Lawmakers drafting bill that would put social workers on light-rail trains
‘Ambassadors’ would help deal with drug use, homeless people, people with mental health problems
A Metro Transit Police officer rouses a passenger who was asleep as the train went out of service at Union Depot Station in St. Paul on July 16, 2021. A pandemic-induced ridership decrease spurred an increase in safety and quality-of-life complaints on Metro Transit’s light rail and rapid bus network. (H. Jiahong Pan/Minnesota Reformer)
Rep. Brad Tabke said he wrecked his pickup on the first day of the legislative session, so he’s been regularly riding the light rail from downtown Minneapolis to the state Capitol, and it’s been an eye-opener for the Shakopee Democrat.
“I see everything,” he said.
He said safety on the Metro Transit Blue and Green Lines has “significantly devolved post-COVID” — and the Legislature needs to take action.
Tabke said it’s not a place he would take his children, and the transit system needs a reset.
“No, it’s not OK to smoke on the train. No, it’s not OK to be belligerent with other passengers on the train. No, it’s not OK to be using drugs on the train,” he said during an informal hearing Friday of the House Transportation Finance and Policy Committee to hear from transit advocates and riders about how to improve conditions on the train. A formal hearing on transit safety will be held Feb. 23.
Tabke is working to quickly pass legislation that would put social workers — or “ambassadors” — on the trains to help enforce rules and assist homeless people or people with mental health or addiction issues.
“The transit system is a magnet for folks in need,” Tabke said.
Lawmakers, the Metropolitan Council — which operates Metro Transit — and transit advocates are wary of using a stronger police presence, fearing racial profiling and pushing unsheltered people into an already overwhelmed criminal justice system.
A bill is being drafted that would have the governor appoint a project manager to implement a three-month “intervention project” by March. Then, a working group and the project manager would set up social service intervention teams that would work with police officers to start working the trains by April 3.
Rep. Steve Elkins, DFL-Bloomington, said many suburban police departments are willing to help; Bloomington Police Chief Booker Hodges said he can hire more police to help deal with transit issues. The Mall of America light rail station and surrounding area are “a huge focus” for the department already, Elkins said.

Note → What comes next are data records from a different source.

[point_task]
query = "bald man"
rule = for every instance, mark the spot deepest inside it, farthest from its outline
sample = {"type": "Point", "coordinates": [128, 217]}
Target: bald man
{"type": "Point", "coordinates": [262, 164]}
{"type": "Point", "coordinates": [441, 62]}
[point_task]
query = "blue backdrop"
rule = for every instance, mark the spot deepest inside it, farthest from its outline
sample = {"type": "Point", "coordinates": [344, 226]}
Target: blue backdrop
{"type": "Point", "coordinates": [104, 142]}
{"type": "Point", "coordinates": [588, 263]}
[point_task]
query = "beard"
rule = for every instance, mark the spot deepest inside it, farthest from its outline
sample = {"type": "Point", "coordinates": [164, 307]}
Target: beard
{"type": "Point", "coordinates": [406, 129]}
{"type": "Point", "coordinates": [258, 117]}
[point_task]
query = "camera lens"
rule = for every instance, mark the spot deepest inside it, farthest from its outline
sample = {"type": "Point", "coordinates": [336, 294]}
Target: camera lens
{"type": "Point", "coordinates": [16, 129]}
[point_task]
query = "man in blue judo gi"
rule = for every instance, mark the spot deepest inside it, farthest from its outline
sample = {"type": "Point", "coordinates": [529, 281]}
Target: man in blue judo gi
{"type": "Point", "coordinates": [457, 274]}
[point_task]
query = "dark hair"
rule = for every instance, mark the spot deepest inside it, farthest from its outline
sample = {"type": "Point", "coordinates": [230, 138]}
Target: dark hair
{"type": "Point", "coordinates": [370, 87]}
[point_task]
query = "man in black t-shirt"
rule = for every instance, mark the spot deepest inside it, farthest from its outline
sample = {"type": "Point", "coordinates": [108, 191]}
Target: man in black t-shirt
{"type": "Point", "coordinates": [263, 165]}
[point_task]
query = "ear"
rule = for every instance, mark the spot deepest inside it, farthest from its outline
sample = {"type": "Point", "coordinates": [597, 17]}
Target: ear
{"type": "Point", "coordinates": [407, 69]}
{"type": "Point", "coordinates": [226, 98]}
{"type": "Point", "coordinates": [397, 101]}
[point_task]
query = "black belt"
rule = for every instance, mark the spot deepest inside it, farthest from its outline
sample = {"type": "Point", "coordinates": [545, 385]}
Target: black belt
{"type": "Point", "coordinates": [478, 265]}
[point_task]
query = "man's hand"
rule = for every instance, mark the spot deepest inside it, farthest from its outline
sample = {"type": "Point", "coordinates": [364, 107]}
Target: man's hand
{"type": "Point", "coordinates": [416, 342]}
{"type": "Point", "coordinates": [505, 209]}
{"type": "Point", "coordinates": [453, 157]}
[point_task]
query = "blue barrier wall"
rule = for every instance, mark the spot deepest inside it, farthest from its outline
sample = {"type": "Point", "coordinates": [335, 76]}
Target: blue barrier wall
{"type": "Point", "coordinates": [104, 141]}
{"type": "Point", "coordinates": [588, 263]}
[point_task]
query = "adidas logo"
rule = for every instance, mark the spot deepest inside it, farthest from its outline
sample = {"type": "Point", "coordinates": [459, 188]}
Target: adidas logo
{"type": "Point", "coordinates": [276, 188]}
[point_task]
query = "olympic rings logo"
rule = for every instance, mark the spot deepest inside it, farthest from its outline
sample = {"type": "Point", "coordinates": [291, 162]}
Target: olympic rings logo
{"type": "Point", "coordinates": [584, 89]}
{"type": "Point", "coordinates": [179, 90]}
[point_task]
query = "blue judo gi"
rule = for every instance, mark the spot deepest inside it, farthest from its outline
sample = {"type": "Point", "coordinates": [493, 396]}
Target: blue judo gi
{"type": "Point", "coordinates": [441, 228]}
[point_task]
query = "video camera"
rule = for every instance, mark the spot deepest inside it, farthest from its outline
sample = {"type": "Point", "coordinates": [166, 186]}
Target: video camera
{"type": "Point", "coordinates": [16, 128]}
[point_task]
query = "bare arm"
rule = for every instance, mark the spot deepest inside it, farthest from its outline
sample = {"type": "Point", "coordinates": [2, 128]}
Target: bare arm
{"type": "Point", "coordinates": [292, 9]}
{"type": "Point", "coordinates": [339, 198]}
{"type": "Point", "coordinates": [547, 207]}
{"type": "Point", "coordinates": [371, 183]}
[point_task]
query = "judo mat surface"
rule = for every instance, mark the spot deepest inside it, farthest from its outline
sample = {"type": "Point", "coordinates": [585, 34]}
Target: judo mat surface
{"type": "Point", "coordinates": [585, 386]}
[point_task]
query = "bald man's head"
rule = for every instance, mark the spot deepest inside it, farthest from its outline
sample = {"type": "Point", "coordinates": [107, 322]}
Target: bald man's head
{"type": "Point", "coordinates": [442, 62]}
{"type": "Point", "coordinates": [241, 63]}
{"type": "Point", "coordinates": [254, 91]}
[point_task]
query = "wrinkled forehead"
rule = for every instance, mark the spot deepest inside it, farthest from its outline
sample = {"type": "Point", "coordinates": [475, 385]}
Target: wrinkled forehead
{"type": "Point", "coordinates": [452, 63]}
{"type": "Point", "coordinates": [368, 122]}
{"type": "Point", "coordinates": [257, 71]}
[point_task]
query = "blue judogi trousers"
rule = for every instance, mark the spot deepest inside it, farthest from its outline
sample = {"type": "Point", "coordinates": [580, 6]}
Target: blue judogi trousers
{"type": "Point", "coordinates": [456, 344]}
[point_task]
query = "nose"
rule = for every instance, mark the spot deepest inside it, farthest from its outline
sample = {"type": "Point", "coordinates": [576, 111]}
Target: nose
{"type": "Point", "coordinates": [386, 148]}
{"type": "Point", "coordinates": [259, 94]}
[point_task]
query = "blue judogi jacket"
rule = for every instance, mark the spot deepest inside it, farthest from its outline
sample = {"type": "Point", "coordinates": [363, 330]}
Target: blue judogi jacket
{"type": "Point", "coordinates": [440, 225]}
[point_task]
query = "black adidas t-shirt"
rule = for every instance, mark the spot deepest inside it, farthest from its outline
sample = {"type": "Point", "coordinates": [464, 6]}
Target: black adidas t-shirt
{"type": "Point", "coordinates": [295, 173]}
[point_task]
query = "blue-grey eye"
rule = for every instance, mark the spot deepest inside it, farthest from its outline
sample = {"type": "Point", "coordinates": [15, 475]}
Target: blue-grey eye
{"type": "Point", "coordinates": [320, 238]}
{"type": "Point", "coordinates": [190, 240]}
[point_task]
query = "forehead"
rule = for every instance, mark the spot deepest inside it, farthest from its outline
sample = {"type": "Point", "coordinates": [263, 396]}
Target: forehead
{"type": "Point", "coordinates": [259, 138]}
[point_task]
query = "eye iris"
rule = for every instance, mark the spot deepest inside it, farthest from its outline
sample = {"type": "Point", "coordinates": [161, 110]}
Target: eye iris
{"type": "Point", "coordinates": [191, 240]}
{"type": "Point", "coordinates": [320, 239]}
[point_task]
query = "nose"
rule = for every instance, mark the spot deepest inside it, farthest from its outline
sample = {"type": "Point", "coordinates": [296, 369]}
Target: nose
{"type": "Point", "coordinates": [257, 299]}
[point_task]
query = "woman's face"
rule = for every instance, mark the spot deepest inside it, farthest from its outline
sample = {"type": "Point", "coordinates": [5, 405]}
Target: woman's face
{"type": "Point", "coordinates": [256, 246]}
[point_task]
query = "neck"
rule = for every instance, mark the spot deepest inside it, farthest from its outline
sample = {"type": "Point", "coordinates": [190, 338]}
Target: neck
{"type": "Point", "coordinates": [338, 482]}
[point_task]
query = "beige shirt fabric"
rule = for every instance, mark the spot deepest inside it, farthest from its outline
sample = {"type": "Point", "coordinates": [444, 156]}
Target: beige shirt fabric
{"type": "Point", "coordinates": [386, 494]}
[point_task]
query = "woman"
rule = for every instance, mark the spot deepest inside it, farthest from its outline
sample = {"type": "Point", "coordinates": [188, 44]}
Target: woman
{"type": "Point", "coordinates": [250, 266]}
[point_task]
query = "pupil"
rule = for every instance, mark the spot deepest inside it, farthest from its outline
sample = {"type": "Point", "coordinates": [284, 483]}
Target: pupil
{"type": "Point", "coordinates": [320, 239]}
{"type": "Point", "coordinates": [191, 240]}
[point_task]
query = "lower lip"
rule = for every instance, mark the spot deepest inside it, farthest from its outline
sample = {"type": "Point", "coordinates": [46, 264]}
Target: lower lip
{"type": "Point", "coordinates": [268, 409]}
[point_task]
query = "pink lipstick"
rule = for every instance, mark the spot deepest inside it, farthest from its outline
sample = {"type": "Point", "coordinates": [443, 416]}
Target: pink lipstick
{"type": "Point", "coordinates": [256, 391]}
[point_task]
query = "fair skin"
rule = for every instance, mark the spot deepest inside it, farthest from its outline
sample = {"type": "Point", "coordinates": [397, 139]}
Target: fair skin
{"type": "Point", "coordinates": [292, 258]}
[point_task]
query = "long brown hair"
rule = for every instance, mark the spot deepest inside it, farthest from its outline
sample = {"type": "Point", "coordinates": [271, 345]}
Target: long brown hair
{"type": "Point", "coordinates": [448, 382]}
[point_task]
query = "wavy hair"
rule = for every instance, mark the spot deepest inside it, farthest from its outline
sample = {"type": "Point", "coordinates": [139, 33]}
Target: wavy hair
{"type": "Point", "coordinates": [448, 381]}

The bill would require the Met Council to adopt a code of conduct — but not prohibit sleeping on the trains — that a police officer could use to make people get off the trains.
The hope is to get the project going before light rail traffic — and trouble — picks up this summer. Lawmakers plan a second bill later this session to beef up enforcement by Metro Transit and police.

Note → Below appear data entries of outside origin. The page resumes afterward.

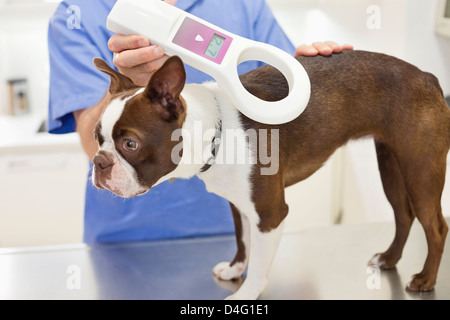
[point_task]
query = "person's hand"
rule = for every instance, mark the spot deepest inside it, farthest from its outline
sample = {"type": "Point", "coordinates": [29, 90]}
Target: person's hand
{"type": "Point", "coordinates": [135, 57]}
{"type": "Point", "coordinates": [323, 48]}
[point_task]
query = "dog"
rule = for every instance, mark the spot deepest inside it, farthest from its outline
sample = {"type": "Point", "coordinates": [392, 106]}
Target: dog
{"type": "Point", "coordinates": [354, 94]}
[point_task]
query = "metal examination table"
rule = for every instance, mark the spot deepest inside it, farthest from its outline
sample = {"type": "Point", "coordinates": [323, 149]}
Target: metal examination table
{"type": "Point", "coordinates": [322, 263]}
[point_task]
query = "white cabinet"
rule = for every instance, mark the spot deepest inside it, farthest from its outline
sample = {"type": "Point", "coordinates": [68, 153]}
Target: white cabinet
{"type": "Point", "coordinates": [42, 194]}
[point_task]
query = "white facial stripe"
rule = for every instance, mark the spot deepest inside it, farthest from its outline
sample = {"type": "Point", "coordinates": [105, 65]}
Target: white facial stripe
{"type": "Point", "coordinates": [123, 176]}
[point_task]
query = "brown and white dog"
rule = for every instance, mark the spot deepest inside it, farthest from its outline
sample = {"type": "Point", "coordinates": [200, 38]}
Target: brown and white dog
{"type": "Point", "coordinates": [146, 135]}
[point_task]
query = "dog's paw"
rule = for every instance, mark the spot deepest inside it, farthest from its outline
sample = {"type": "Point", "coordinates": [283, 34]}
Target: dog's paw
{"type": "Point", "coordinates": [420, 283]}
{"type": "Point", "coordinates": [224, 271]}
{"type": "Point", "coordinates": [383, 261]}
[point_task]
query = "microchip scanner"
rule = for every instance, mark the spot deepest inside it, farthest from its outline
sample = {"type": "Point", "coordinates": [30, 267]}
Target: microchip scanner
{"type": "Point", "coordinates": [216, 52]}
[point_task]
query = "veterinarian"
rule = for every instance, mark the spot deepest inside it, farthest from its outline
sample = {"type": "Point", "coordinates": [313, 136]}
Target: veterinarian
{"type": "Point", "coordinates": [78, 94]}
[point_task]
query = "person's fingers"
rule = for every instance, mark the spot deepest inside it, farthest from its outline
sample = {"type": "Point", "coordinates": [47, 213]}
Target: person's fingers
{"type": "Point", "coordinates": [306, 50]}
{"type": "Point", "coordinates": [140, 74]}
{"type": "Point", "coordinates": [119, 42]}
{"type": "Point", "coordinates": [132, 58]}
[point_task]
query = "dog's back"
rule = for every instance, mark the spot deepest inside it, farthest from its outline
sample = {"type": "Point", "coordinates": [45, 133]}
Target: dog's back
{"type": "Point", "coordinates": [354, 94]}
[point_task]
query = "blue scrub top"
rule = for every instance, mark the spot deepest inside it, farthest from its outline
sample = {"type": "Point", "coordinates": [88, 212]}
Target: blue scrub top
{"type": "Point", "coordinates": [77, 34]}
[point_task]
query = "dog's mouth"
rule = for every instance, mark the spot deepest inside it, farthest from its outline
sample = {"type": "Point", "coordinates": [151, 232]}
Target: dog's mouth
{"type": "Point", "coordinates": [104, 183]}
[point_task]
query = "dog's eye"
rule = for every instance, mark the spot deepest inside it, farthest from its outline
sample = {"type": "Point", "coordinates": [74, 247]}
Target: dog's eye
{"type": "Point", "coordinates": [130, 145]}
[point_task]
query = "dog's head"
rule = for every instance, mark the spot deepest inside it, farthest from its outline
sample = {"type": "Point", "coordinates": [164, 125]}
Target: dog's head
{"type": "Point", "coordinates": [134, 133]}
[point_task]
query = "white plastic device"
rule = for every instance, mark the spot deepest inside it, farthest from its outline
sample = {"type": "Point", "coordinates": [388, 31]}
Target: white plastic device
{"type": "Point", "coordinates": [216, 52]}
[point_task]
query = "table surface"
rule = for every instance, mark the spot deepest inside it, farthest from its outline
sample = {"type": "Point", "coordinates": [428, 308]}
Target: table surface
{"type": "Point", "coordinates": [323, 263]}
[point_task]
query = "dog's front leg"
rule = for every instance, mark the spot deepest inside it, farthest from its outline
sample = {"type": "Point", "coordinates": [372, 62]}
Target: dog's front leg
{"type": "Point", "coordinates": [263, 246]}
{"type": "Point", "coordinates": [235, 269]}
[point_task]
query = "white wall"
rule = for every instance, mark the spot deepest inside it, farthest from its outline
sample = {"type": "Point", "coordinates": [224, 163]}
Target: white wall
{"type": "Point", "coordinates": [403, 28]}
{"type": "Point", "coordinates": [24, 53]}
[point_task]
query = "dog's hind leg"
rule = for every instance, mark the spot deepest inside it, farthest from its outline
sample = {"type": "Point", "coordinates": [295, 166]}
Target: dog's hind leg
{"type": "Point", "coordinates": [425, 178]}
{"type": "Point", "coordinates": [395, 191]}
{"type": "Point", "coordinates": [234, 269]}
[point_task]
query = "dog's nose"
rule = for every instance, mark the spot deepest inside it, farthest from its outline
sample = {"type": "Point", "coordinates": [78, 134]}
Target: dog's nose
{"type": "Point", "coordinates": [102, 162]}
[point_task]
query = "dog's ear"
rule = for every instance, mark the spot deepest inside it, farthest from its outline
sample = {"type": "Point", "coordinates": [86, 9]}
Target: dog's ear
{"type": "Point", "coordinates": [165, 86]}
{"type": "Point", "coordinates": [119, 82]}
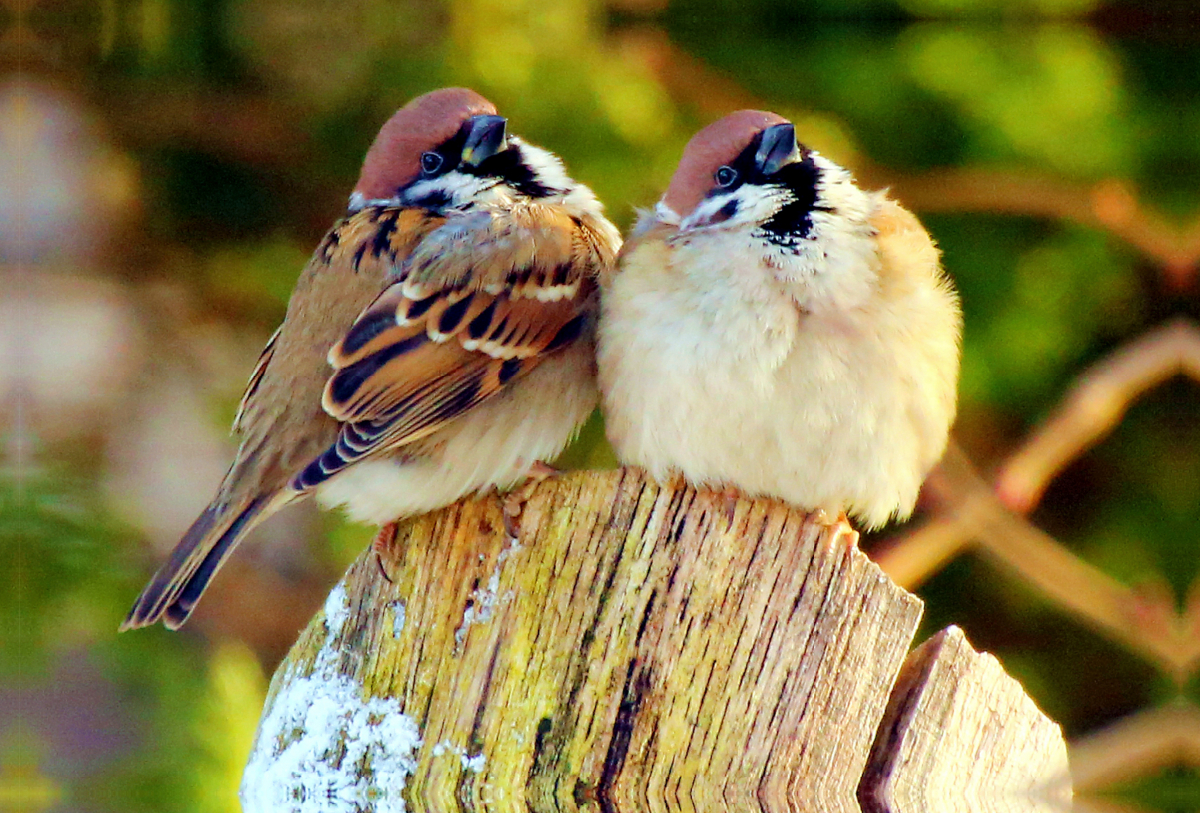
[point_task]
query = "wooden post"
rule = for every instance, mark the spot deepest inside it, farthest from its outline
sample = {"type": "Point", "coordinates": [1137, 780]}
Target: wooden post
{"type": "Point", "coordinates": [641, 648]}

Minnesota has “very goofy laws” that make fare evasion overly punitive, so it’s rarely charged by prosecutors, Tabke said. The law should be changed so fares are enforced, but the penalty is akin to getting a parking ticket.
State law also makes it a misdemeanor to:
- Operate a “radio, television, tape player, electronic musical instrument, or other electronic device, other than a watch, which amplifies music, unless the sound emanates only from earphones or headphones.”
- Smoke or carry lighted smoking paraphernalia.
- Consume food or beverages, except when authorized by the operator or other transit official.
- Carry or control an animal without the operator’s consent.
Tabke said that language may need to be updated. For example, rail rider Dylan Reichstadt said people holding the train doors open for five to 10 minutes is a “crazy” big issue.
The Southwest Light Rail green line extension to Eden Prairie is nearly done, and Rep. Carlie Kotyza-Witthuhn, DFL- Eden Prairie, said her family is counting down the days until the train reaches their suburb. But while knocking on doors to campaign, many of her constituents expressed concerns about the light rail’s arrival. It may seem trivial to others, but she’s concerned about profanity-laden music some people play on the trains.
Rider John Dillery said he doesn’t ride the trains as much as he used to, and wants to be in a “safe and disciplined environment.”
“It’s about social breakdown, and we have to do our best to fight back because it really threatens our civilization. I don’t mean to be melodramatic. I really believe that,” he said. He added: “A laissez-faire, anything-goes approach or even anything that smacks of it will be an utter failure.”